Although the specific language in the contract may not set out an 'impossible' standard for invocation, the courts nevertheless are known to read into the said Government orders and restraints relied upon by the party take a narrow view of such circumstances to determine the parties claim for waiver of obligations under the contract.
- Notice.
In addition to the rights accruing to the non performing party under the contract, specific attention will also need to be paid to the timing and manner in which the notice will need to be issued under the contract.

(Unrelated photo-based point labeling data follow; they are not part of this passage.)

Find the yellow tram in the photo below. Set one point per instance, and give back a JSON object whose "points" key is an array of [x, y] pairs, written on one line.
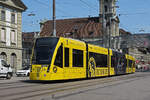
{"points": [[64, 58]]}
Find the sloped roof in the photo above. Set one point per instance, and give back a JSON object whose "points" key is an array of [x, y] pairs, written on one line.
{"points": [[76, 28], [28, 36]]}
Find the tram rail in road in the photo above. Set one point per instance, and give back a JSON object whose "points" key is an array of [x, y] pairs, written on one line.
{"points": [[28, 90]]}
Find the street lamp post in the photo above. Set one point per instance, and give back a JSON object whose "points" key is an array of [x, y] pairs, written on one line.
{"points": [[54, 20]]}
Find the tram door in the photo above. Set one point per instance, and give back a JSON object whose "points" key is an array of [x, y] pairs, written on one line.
{"points": [[91, 67], [67, 69]]}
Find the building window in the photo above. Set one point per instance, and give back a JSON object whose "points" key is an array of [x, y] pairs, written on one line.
{"points": [[3, 35], [3, 15], [13, 18], [77, 58], [13, 36]]}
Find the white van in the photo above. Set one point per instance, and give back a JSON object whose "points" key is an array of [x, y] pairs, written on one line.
{"points": [[5, 70]]}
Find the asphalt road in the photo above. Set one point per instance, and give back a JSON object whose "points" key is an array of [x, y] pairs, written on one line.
{"points": [[127, 87]]}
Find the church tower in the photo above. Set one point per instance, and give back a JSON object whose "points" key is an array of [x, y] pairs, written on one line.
{"points": [[109, 21]]}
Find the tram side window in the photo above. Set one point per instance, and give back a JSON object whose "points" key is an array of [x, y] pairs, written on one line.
{"points": [[130, 63], [113, 61], [66, 57], [77, 58], [59, 57], [100, 59]]}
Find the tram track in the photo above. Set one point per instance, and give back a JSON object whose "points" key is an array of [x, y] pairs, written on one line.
{"points": [[65, 87]]}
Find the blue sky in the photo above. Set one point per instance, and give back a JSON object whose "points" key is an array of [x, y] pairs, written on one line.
{"points": [[134, 14]]}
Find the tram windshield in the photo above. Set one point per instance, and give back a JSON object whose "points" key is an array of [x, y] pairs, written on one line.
{"points": [[43, 50]]}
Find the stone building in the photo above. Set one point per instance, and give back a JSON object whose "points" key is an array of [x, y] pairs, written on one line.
{"points": [[28, 39], [11, 32], [110, 21]]}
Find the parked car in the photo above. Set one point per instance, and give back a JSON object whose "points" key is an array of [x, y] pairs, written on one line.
{"points": [[23, 72], [5, 70]]}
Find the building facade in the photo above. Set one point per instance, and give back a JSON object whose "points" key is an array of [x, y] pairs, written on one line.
{"points": [[11, 32]]}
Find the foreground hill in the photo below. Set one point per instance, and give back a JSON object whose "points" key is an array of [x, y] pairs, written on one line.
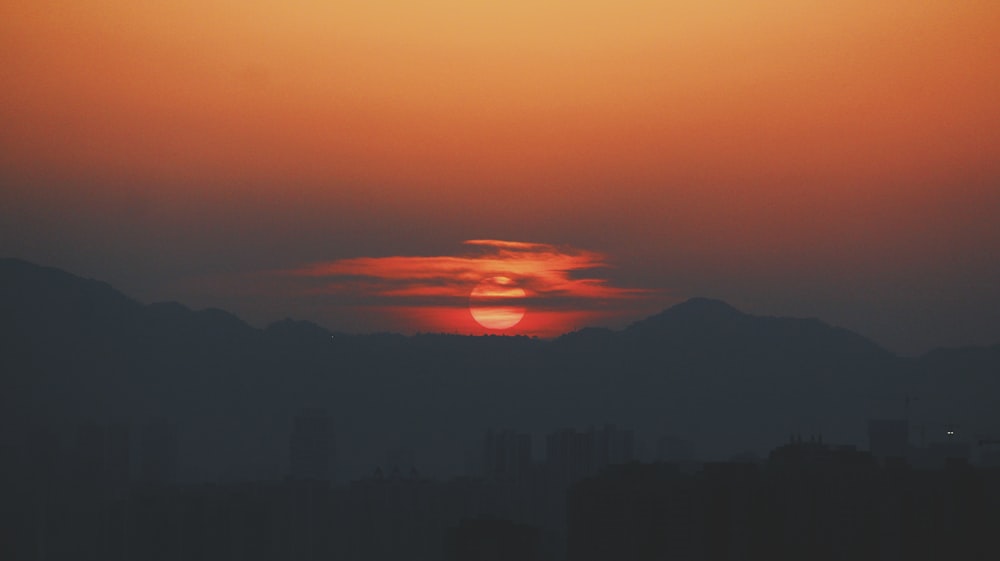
{"points": [[75, 349]]}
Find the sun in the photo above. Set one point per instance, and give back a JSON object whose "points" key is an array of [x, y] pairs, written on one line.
{"points": [[493, 303]]}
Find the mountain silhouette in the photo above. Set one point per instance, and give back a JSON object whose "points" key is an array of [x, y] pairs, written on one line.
{"points": [[75, 348]]}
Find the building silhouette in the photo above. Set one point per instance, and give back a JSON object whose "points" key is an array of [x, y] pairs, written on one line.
{"points": [[506, 455]]}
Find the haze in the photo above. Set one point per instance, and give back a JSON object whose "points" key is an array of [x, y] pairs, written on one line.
{"points": [[838, 160]]}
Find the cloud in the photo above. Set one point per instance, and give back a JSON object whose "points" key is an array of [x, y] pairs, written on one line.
{"points": [[553, 277]]}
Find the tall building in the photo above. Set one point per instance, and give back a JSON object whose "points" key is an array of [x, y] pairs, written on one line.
{"points": [[506, 455], [572, 455], [888, 438], [311, 446]]}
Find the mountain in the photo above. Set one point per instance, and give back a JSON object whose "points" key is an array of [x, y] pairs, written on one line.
{"points": [[76, 349]]}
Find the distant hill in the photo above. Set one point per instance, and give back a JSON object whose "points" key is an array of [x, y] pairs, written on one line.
{"points": [[75, 348]]}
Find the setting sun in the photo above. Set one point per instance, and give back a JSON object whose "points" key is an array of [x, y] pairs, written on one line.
{"points": [[492, 303]]}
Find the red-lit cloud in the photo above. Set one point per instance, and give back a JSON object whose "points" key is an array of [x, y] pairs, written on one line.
{"points": [[562, 288]]}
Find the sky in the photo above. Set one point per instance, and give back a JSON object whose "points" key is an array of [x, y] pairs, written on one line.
{"points": [[838, 160]]}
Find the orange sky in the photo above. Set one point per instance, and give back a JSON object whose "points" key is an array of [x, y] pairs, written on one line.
{"points": [[846, 151]]}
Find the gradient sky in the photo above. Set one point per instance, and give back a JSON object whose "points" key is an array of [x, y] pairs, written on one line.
{"points": [[830, 159]]}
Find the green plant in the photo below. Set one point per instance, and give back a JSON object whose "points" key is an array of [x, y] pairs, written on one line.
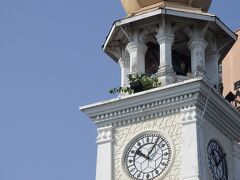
{"points": [[138, 82]]}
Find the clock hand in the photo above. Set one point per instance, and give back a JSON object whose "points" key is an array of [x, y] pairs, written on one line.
{"points": [[222, 157], [138, 152], [153, 146]]}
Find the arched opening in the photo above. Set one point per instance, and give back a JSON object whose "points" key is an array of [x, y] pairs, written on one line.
{"points": [[181, 55], [152, 59]]}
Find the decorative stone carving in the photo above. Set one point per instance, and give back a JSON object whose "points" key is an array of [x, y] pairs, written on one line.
{"points": [[169, 125], [104, 135], [189, 115]]}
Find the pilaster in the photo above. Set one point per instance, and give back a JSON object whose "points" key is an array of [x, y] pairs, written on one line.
{"points": [[197, 47], [137, 51], [104, 153], [165, 73], [125, 70], [236, 159]]}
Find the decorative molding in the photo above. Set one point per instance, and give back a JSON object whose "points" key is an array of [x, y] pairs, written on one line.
{"points": [[197, 43], [104, 135], [124, 62], [189, 115], [136, 46], [146, 111], [167, 38], [169, 127], [164, 101], [220, 118]]}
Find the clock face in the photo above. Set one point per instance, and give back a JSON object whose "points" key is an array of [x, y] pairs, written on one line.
{"points": [[217, 161], [147, 157]]}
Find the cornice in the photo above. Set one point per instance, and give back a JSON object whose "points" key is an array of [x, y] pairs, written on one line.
{"points": [[220, 113], [165, 101], [150, 104]]}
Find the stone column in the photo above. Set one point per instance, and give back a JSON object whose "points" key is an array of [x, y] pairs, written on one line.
{"points": [[137, 51], [190, 150], [125, 70], [104, 154], [197, 47], [166, 73], [236, 160], [212, 67]]}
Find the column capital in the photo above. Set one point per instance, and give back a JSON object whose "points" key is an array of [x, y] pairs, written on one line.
{"points": [[124, 62], [197, 43], [213, 56], [104, 135], [136, 46], [165, 38]]}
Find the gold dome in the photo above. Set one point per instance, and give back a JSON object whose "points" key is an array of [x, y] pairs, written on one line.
{"points": [[136, 6]]}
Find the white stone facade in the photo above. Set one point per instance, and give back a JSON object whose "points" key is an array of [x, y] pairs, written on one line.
{"points": [[177, 112]]}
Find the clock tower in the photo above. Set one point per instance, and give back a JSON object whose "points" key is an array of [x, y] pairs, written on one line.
{"points": [[183, 129]]}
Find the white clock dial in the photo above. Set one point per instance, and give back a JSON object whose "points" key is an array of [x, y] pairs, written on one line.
{"points": [[147, 157]]}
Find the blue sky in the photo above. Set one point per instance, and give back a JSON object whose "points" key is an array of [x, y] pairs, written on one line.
{"points": [[51, 62]]}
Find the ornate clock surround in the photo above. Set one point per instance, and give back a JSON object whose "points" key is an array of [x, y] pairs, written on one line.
{"points": [[150, 131]]}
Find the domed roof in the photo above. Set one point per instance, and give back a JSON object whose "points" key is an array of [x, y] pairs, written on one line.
{"points": [[135, 6]]}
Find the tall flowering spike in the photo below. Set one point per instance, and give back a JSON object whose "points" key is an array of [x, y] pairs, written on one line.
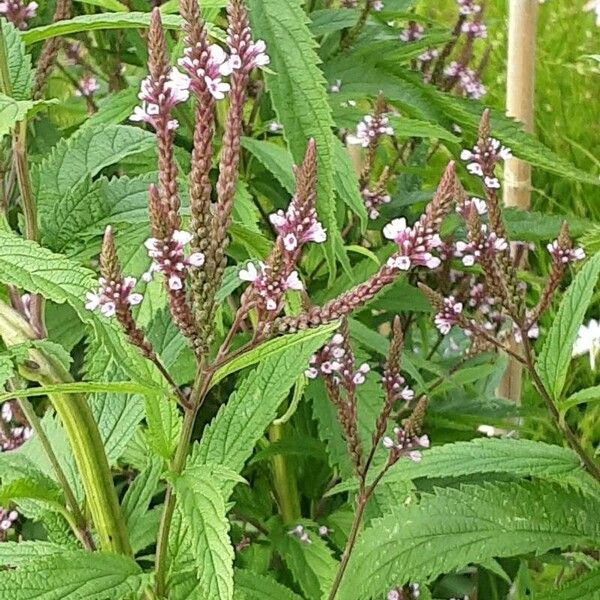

Most commercial contracts allow for issuance of a written notice by registered post, courier and/or email. In the event the parties have not agreed to multiple modes for issuance of the notice and the prevailing circumstance make it almost impossible for the notice to be issued by modes agreed to in the contract (such as post or by courier), the non performing party will need to consider a mode, whereupon, a notice issued and receipt thereof may be legally and validly substantiated in case of enforcement.
The non performing party will also need to consider the timing for the issuance of the notice in line with the requirements of the contract. Most commercial contracts provide for the period of suspension or right to terminate to be triggered upon issuance/receipt of the notice. Even where the contract does not specifically provide for such a trigger, it is advisable for the party seeking waiver or suspension of obligations to issue the notice at the earliest upon becoming aware of the event or upon realization of its inability to perform its obligation under the contract.
Conclusion -
The concept of 'one size fits all' would be anathema in the invocation of the force majeure provision under Indian law or under the relevant contract. The local practices, usage, orders by the statutory bodies, the specific language of the contract, facts in relation to the pandemic affecting the parties, etc have a bearing on the analysis of applicability and enforceability of the provisions of the contract.
The content of this article is intended to provide a general guide to the subject matter. Specialist advice should be sought about your specific circumstances.